Sommando il tutto, quindi, abbiamo: una mappa di dimensioni discrete, un sistema di orientamento frustrante e una minaccia più o meno costante alle calcagna. In cima a questi aspetti, infine, adagiamo un approccio narrativo che, molto probabilmente, ci terrà alla larga da qualsiasi forma di empatia o interesse alla vicenda (che, tra l’altro, fa un pastiche di generi tutt’altro che maturo e senza concludere un granché). Degna di menzione, inoltre, è la resistenza scarsa del protagonista alla corsa: ben presto, infatti, la nostra visibilità sarà ridotta ai minimi termini a fronte di uno sforzo eccessivo. Un elemento, questo, che risulta più fastidioso che potenzialmente “immersivo”.
CONCLUSIONI
Kholat purtroppo si dimostra un titolo debole e privo di originalità, come se gli sviluppatori avessero pensato che sarebbe bastato basare il tutto su una tragedia reale per catapultare i giocatori nella (non) vicenda senza troppi sforzi creativi. Inutile dire come questo approccio si dimostri immaturo e inefficace, e a nulla valgono i tentativi goffi di immedesimazione dati dai documenti che ritroveremo. Senza la premessa dell’incidente del passo di Djatlov, infatti, il titolo probabilmente non andrebbe oltre l’etichetta di “clone di…”.

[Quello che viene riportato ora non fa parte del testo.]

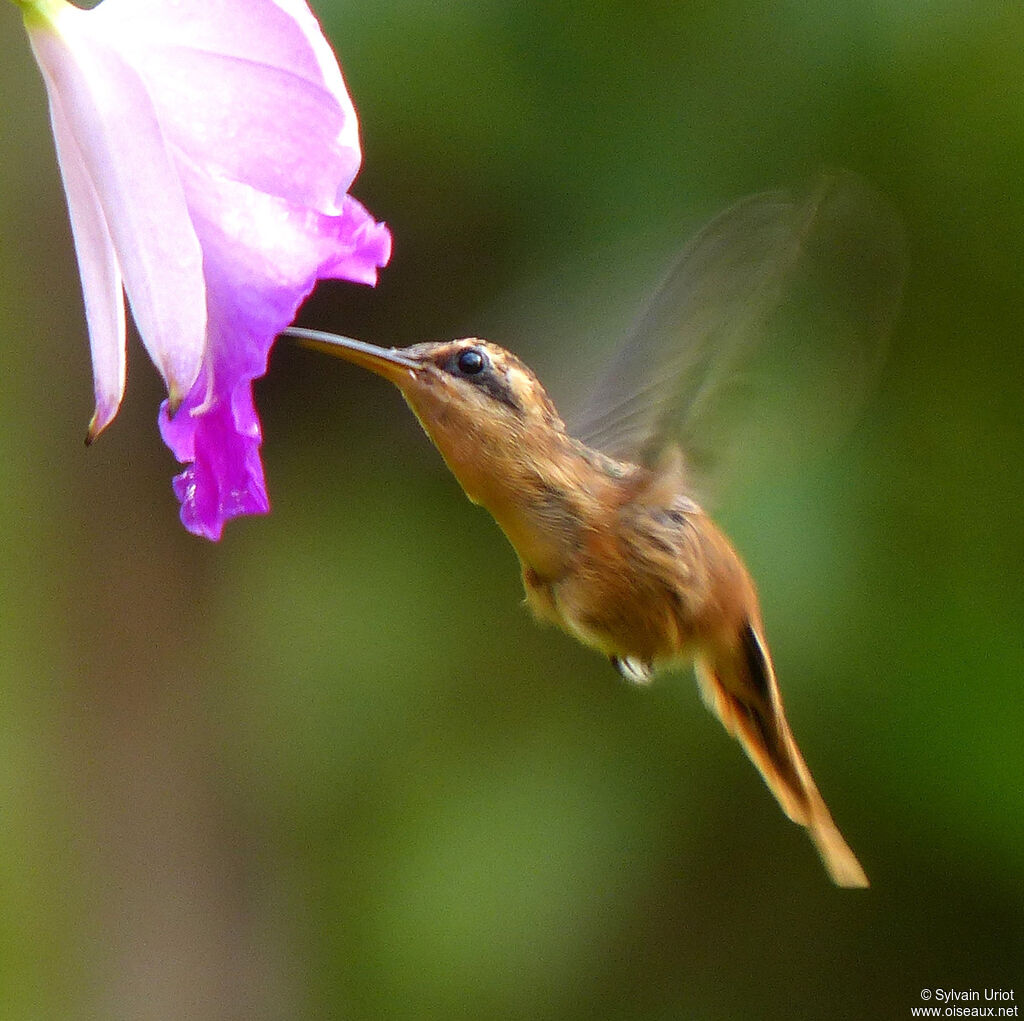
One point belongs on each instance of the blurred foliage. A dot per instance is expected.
(329, 767)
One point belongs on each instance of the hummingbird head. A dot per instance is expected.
(483, 409)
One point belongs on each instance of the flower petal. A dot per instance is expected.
(262, 259)
(110, 115)
(97, 263)
(249, 87)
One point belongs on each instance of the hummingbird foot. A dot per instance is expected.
(635, 671)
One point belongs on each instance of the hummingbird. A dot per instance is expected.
(614, 546)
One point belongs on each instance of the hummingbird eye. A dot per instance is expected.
(471, 362)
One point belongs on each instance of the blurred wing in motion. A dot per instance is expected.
(761, 340)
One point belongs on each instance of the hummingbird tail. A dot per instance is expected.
(743, 694)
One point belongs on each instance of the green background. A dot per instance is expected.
(330, 767)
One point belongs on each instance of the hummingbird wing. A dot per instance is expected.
(763, 335)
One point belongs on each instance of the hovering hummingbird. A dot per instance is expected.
(613, 545)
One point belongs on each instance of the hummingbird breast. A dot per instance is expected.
(651, 582)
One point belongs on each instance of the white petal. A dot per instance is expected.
(110, 115)
(97, 264)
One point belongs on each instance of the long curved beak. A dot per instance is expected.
(387, 362)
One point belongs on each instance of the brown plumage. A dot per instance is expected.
(614, 553)
(614, 548)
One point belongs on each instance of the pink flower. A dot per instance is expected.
(207, 147)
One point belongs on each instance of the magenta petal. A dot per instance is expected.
(210, 145)
(259, 267)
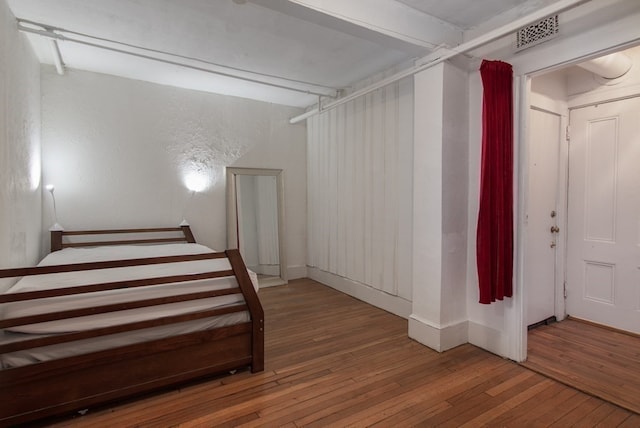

Il fatto di doversi orientare in una zona aperta in balia esclusivamente delle coordinate, per quanto interessante sulla carta, si dimostra fondamentalmente frustrante e poco più (proprio come la diminuzione temporanea significativa delle diottrie del protagonista a seguito di una corsetta). Insomma, Kholat, a parte la premessa legata a un fatto di cronaca verificatosi 56 anni fa in Russia, ha davvero ben poco da offrire e intrattenere. L’unica cosa memorabile (lo scriviamo più per dovere di cronaca che altro) sono alcuni scorci di paesaggio.
Pregi
paesaggi talvolta suggestivi. Localizzazione italiana buona.
Difetti
meccaniche frustranti. La vicenda reale su cui si basa è una “scusa” puerile e poco efficace. Vi annoierete presto.